Reviews

Metric - 'Synthetica'

By Gavin Haynes
 

METRIC
Synthetica

Metric Music, 2012

  • FAVORITE:

    "Synthetic"

  • Flavors:

    Cherry Coke, Pop Tarts, pleather

 
RATING:
TRACK LIST:
  1. Artificial Nocturne
  2. Youth Without Youth
  3. Speed The Collapse
  4. Breathing Underwater
  5. Dreams So Real
  6. Lost Kitten
  7. The Void
  8. Synthetica
  9. Clone
  10. The Wanderlust ft. Lou Reed
  11. Nothing But Time

The Pros And Cons Of Metric's New One

PROS

—With their synthy collision of dance and rock, Metric is like a lady-fronted early-Kasabian.
—There is a song on here, "Dreams So Real," in which Emily Haines gently skewers her own belief structures, and generally pours vinegar on everything she might have stood for that shows a wry, reflexive wit we'd not previously imagined her capable of. In that way, she is like the lady Jarvis Cocker.
—With the sharp, no frills rocky electro-glam tinge they bring to bear on their fifth record, Metric is like the Canadian lady-fronted mid-noughties Babylon Zoo.
—Lou Reed is on here. Yup, Lou Reed and Emily Haines...together...at...last...uh...

CONS

—Shirley Manson is back, so surely, the gap for angsty girl-power synthy rock has already been filled?
—Starts with the words: “I'm just as fucked up as they say, I can't fake the daytime.

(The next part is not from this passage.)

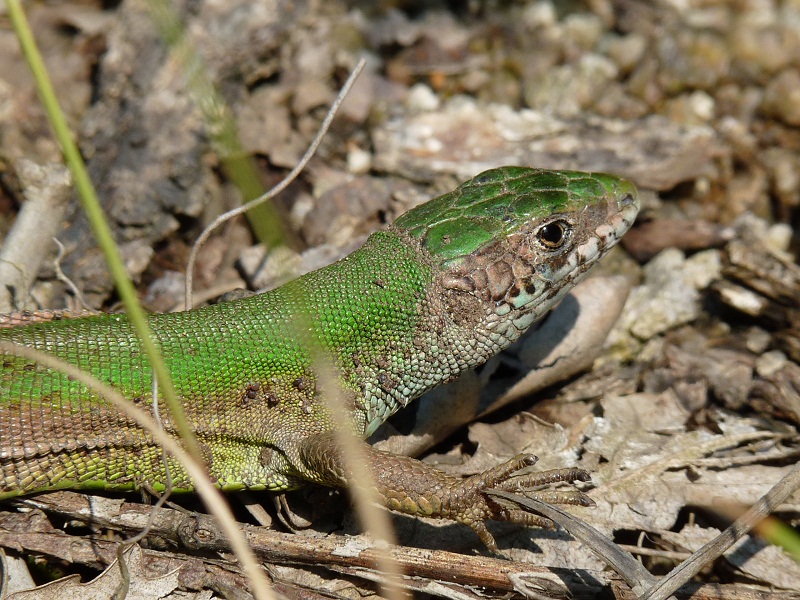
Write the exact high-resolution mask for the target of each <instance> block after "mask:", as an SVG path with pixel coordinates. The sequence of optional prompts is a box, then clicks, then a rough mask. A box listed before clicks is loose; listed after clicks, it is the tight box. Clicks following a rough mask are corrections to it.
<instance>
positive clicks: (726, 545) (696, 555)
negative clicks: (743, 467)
mask: <svg viewBox="0 0 800 600" xmlns="http://www.w3.org/2000/svg"><path fill="white" fill-rule="evenodd" d="M798 488H800V464H798V465H795V466H794V467H793V468H792V470H791V471H789V472H788V473H787V474H786V475H785V476H784V477H783V478H781V480H780V481H779V482H778V483H776V484H775V485H774V486H773V487H772V489H770V490H769V491H768V492H767V493H766V494H764V495H763V496H762V497H761V498H759V500H758V502H756V503H755V504H754V505H753V506H751V507H750V508H749V509H747V510H746V511H745V512H744V514H743V515H742V516H741V517H739V518H738V519H736V520H735V521H734V522H733V523H732V524H731V525H730V526H729V527H728V528H727V529H725V531H723V532H722V533H720V534H719V535H718V536H717V537H716V538H714V539H713V540H711V541H710V542H708V543H707V544H706V545H704V546H703V547H702V548H700V549H699V550H698V551H697V552H695V553H694V554H692V556H690V557H689V558H688V559H686V560H685V561H683V562H682V563H681V564H680V565H678V566H677V567H675V568H674V569H673V570H672V571H670V572H669V573H668V574H667V575H666V576H665V577H664V578H663V579H662V580H661V581H659V582H658V584H657V585H655V586H654V587H653V588H652V589H650V591H649V592H648V593H647V594H645V595H644V596H643V598H646V599H647V600H665V599H666V598H669V597H670V596H671V595H672V594H673V593H674V592H675V591H676V590H677V589H678V588H680V587H681V586H682V585H683V584H685V583H686V582H687V581H689V580H690V579H691V578H692V577H694V576H695V575H697V573H699V572H700V570H701V569H702V568H703V567H705V566H706V565H707V564H709V563H710V562H711V561H713V560H716V559H717V558H719V557H720V556H722V554H723V553H724V552H725V551H726V550H728V549H729V548H730V547H731V546H733V545H734V544H735V543H736V541H737V540H738V539H739V538H741V537H743V536H744V535H745V534H746V533H747V532H748V531H750V530H751V529H752V528H753V527H755V526H756V525H758V523H759V522H760V521H761V520H763V519H765V518H766V517H767V516H768V515H769V514H770V513H771V512H772V511H773V510H775V508H777V506H778V505H779V504H780V503H781V502H784V501H785V500H786V499H787V498H788V497H789V496H791V495H792V494H793V493H794V492H795V491H797V489H798Z"/></svg>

I found an entrance to escape into the dark...” EMO!
—Like all Metric records, this one suffers from One Really Great Track syndrome: with "Synthetica" itself, like "Monster Hospital" or "Help I'm Alive" before it, dwarfing its neighbours like a glass skyscraper nestled between rude huts.

VERDICT

Metric remain like Canada's lady-fronted version of The Dears: always pleasant, seldom essential.